どうする手荷物――。秋の観光シーズンの本格化を前に、京都市交通局が市バスの混雑対策に注力している。大型荷物を持ち込まない手ぶらでの観光をアピールしようとマスコットキャラクターも駆使し、矢継ぎ早に対策を打ち出している。(岡田優香)
「世は混雑。市バスのお客様数が回復の兆しを見せる一方、再び混雑が問題に」
市交通局のホームページでは、マスコットキャラクター「太秦萌」がスーツケースを横に、よろい姿で立ち尽くすイラストが目に入ってくる。NHK大河ドラマ「どうする家康」を意識した字体をクリックすると、バス内の大型荷物持ち込みで市民の降車や車いす・ベビーカーの利用に深刻な影響を与えていることを伝える文書が登場。荷物を預けて楽しむ「手ぶら観光」を勧める。
目を引くイラストでマナーを高めようと、市職員が考えたもので、広報紙も作り、市バス約800台に貼って啓発。担当者は「大型荷物の持ち込み制限や有料化も検討したが、確認のために時間がかかり、人員配置の経費増加も見込まれる。工夫を重ねて呼びかけていきたい」とする。
市交通局は、キャラなどを生かして経営状況や事業概要を分かりやすく伝える「見える化」を進めてきたが、今回もX(旧ツイッター)の投稿に4万以上の表示回数がついた。
コロナ禍前のように、観光客が集中し、生活に支障が出る状態を防ぐため、対策は適宜打ち出す方針だ。
すでに観光客らの利用が9割を占める市バス1日券の販売を今月末で停止する方針を発表。ホームページではイラストを使い、今後の対策についても説明している。

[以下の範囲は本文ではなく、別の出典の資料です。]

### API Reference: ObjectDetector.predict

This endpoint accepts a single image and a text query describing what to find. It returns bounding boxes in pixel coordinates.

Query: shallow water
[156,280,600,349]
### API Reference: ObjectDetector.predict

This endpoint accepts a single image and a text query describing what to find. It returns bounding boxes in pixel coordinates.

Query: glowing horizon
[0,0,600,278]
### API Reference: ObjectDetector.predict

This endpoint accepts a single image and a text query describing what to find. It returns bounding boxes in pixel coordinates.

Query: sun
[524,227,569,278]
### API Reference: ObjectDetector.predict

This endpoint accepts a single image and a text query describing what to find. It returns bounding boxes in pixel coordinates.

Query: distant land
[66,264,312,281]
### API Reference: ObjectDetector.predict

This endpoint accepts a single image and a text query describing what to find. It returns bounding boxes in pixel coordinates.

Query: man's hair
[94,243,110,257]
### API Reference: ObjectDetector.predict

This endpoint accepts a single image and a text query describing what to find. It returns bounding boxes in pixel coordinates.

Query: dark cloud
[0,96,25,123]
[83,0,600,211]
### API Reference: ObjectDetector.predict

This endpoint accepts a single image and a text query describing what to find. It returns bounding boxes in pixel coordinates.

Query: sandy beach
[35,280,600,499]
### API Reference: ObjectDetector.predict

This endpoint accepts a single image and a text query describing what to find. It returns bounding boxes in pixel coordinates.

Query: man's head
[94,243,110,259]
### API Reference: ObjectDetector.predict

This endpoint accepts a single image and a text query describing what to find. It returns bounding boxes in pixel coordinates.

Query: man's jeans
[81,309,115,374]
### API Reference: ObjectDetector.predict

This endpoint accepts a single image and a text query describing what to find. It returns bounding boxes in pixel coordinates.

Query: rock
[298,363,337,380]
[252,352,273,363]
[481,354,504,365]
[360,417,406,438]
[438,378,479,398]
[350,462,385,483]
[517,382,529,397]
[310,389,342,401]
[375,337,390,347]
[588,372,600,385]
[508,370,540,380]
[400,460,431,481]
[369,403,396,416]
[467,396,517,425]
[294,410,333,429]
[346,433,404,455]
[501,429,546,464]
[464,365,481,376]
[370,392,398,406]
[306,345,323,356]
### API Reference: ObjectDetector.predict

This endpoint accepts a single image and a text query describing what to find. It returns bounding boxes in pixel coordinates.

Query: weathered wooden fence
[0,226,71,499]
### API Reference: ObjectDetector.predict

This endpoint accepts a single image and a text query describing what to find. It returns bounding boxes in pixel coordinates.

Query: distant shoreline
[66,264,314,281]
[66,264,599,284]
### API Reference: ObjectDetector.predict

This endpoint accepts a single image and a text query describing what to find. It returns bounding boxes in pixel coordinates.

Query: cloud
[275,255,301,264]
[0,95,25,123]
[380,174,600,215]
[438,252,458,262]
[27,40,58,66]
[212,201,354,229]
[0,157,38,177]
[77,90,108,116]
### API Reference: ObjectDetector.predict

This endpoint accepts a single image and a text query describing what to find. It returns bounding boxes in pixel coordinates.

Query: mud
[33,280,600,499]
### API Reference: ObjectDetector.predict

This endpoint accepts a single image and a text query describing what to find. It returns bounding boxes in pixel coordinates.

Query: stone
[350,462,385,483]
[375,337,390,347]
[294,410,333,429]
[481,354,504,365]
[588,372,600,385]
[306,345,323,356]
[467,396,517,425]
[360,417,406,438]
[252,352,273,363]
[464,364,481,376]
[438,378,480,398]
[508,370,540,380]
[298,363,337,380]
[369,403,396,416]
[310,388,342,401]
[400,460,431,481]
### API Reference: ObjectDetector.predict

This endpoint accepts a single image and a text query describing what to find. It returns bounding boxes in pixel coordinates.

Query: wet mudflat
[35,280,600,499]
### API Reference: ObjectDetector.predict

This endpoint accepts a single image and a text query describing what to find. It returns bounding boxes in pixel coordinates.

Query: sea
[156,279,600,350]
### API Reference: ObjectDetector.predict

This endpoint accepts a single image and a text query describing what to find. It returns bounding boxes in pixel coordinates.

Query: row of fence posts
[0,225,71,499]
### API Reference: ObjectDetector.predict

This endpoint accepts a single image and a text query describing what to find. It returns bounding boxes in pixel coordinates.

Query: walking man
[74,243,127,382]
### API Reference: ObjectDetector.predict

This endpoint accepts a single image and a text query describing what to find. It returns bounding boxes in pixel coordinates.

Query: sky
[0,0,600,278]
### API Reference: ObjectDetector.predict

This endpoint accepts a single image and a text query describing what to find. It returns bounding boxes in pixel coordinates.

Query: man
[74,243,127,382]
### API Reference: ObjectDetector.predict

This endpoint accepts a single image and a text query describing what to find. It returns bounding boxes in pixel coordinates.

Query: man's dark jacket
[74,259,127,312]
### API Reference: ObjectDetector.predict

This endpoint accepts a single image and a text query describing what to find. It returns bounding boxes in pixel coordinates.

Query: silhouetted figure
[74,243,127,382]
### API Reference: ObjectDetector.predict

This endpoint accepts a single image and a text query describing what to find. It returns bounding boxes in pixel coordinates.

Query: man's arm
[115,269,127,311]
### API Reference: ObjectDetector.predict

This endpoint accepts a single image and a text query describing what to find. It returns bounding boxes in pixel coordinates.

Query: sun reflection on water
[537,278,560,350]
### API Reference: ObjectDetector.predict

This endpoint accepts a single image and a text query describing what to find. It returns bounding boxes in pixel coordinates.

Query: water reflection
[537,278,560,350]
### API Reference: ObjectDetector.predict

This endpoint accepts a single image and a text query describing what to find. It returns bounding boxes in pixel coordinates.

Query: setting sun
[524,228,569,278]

今秋は市バスから地下鉄に無料で乗り継げるサービスを、東山方面や金閣寺方面に加え、銀閣寺や平安神宮方面から京都駅に向かう利用者にも拡充。
観光客向けに鉄道の駅と観光地を結ぶ臨時バス「楽洛ライン」も増便する。
市交通局の清水博之・企画総務課長は「市民、事業関係者、観光客が快適に過ごせるよう、繰り返しマナー向上や市の取り組みを伝えていきたい」としている。